Transformation of electricity provision and its challenges for spatial policy
DOI:
https://doi.org/10.17649/TET.29.4.2745Abstract
This discussion piece argues for modifying the two central statements of the original article “Energy policy on all territorial levels” by László Csák, namely the decentralisation of electricity generation, and the integration of energy policy and spatial planning. Firstly, current tendencies go well beyond the expansion of renewable generation, but also involve scenarios contradicting decentralisation. The post-war, nation state model of electricity provision is more and more obviously challenged. The ongoing changes are not limited to generation, but also to the distribution and use of electricity, such as via potential uses in digital technology. In the very centre of these unfolding transformations are the changes in the geographic patterns of electricity generation and consumption. There are a number of scenarios, ranging from an extremely centralised extended European supergrid to a patchwork of household-level electricity systems.

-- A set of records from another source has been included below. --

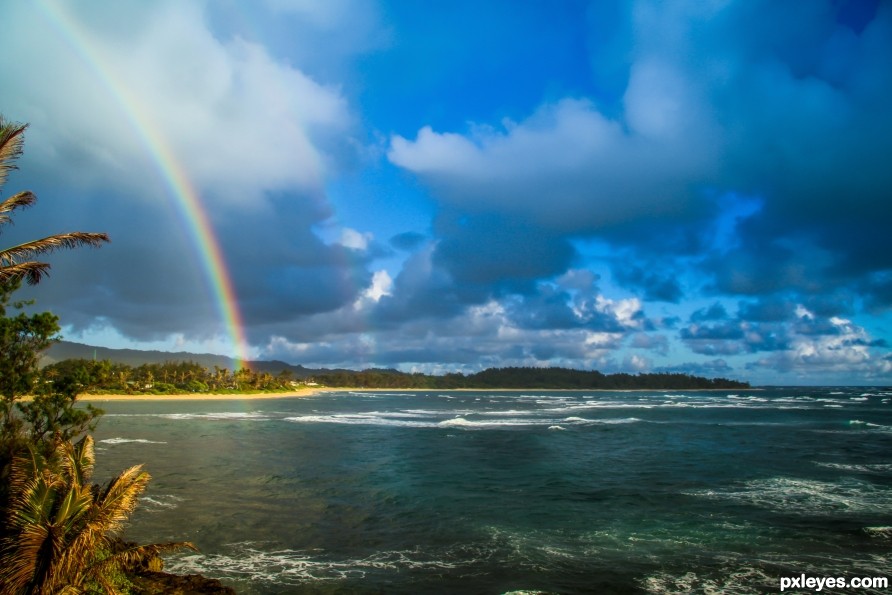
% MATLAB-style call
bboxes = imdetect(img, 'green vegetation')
[41,359,300,395]
[315,368,749,390]
[0,435,194,594]
[42,359,749,395]
[0,118,192,595]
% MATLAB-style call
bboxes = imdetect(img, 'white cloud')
[0,2,352,207]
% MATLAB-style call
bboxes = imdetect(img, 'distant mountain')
[40,341,328,378]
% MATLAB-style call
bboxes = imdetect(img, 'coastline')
[77,387,332,402]
[75,386,763,402]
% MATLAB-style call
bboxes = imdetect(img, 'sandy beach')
[77,387,332,402]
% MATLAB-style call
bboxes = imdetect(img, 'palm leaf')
[0,190,37,225]
[0,231,109,264]
[0,262,50,285]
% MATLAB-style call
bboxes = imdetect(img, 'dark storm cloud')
[433,213,576,292]
[389,2,892,314]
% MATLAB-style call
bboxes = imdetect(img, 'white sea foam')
[849,419,892,432]
[153,411,272,421]
[139,494,183,512]
[641,566,777,595]
[283,413,437,428]
[165,542,473,586]
[864,527,892,540]
[688,477,892,515]
[99,437,167,444]
[817,462,892,474]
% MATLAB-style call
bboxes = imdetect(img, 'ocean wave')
[641,566,778,595]
[816,461,892,475]
[864,527,892,540]
[139,494,183,512]
[283,413,437,428]
[165,542,475,587]
[849,419,892,432]
[99,437,167,444]
[686,477,892,515]
[437,417,536,429]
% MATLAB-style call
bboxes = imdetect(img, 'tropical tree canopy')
[0,116,109,285]
[0,435,195,595]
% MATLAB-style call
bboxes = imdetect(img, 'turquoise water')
[89,388,892,594]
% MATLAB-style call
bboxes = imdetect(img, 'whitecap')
[816,462,892,474]
[283,413,436,428]
[165,542,474,586]
[159,411,272,421]
[686,477,892,515]
[864,527,892,539]
[139,494,183,512]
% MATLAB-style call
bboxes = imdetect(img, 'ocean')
[89,387,892,594]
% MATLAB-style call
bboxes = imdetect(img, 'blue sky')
[0,0,892,384]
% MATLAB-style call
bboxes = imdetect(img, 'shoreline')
[77,386,761,402]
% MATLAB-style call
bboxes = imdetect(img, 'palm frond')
[87,465,151,533]
[0,231,109,264]
[0,262,50,285]
[0,190,37,225]
[0,117,28,187]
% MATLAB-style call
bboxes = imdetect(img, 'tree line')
[40,359,750,394]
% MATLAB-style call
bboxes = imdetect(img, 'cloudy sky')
[0,0,892,384]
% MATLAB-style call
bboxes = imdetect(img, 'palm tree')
[0,116,109,285]
[0,435,195,595]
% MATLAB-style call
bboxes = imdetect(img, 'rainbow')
[36,0,249,369]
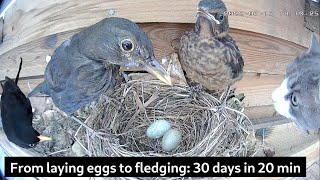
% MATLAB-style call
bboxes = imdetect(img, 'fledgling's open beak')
[142,57,172,86]
[38,135,52,142]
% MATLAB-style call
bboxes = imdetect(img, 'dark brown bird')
[29,17,171,114]
[1,59,51,148]
[179,0,244,104]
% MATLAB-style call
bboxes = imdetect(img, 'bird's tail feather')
[28,82,48,97]
[16,57,22,84]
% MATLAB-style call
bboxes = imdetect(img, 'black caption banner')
[5,157,306,177]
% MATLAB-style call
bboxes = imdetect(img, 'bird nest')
[66,80,254,156]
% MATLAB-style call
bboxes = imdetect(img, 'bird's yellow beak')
[38,135,52,142]
[142,58,172,86]
[197,8,220,24]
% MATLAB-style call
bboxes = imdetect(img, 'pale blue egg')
[161,129,182,151]
[146,119,171,139]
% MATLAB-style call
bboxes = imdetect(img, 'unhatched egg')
[161,129,182,151]
[146,119,170,139]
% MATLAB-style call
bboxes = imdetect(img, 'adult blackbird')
[179,0,244,103]
[29,17,171,114]
[1,59,50,148]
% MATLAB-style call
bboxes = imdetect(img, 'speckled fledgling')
[1,59,50,148]
[29,17,171,114]
[179,0,244,99]
[272,36,320,131]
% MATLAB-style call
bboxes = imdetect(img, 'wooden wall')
[0,0,311,121]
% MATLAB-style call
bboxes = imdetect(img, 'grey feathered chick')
[29,17,171,114]
[179,0,244,101]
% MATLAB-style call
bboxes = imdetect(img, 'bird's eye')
[291,93,298,106]
[121,39,134,52]
[218,14,224,21]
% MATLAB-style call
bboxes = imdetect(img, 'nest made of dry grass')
[70,80,254,156]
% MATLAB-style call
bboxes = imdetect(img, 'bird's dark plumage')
[179,0,244,90]
[1,59,50,148]
[29,18,171,114]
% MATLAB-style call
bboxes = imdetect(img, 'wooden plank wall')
[0,0,311,118]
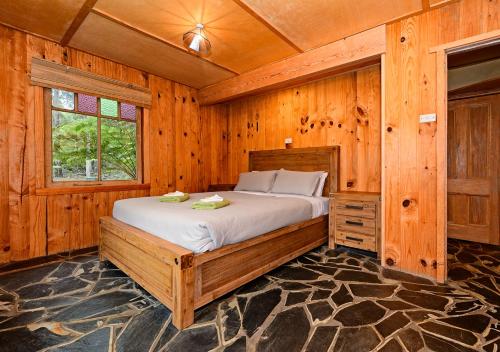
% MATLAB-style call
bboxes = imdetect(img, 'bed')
[99,146,339,329]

Secondly, integrating energy policy and spatial planning is indeed key for the decentralisation of electricity provision on the local and regional level. The discussion piece outlines four potential forms of this kind of integration, namely electricity provision via urban municipal utilities; siting of power stations linked to the economic development of the area; multi-sectoral interventions in junction with, e.g., transport or housing; innovative urban developments explicitly driven by energy initiatives, from zero-carbon high-tech cities to ecological communes. This highlights that the transformation of electricity provision raises inherently political questions, it’s not just a technological shift.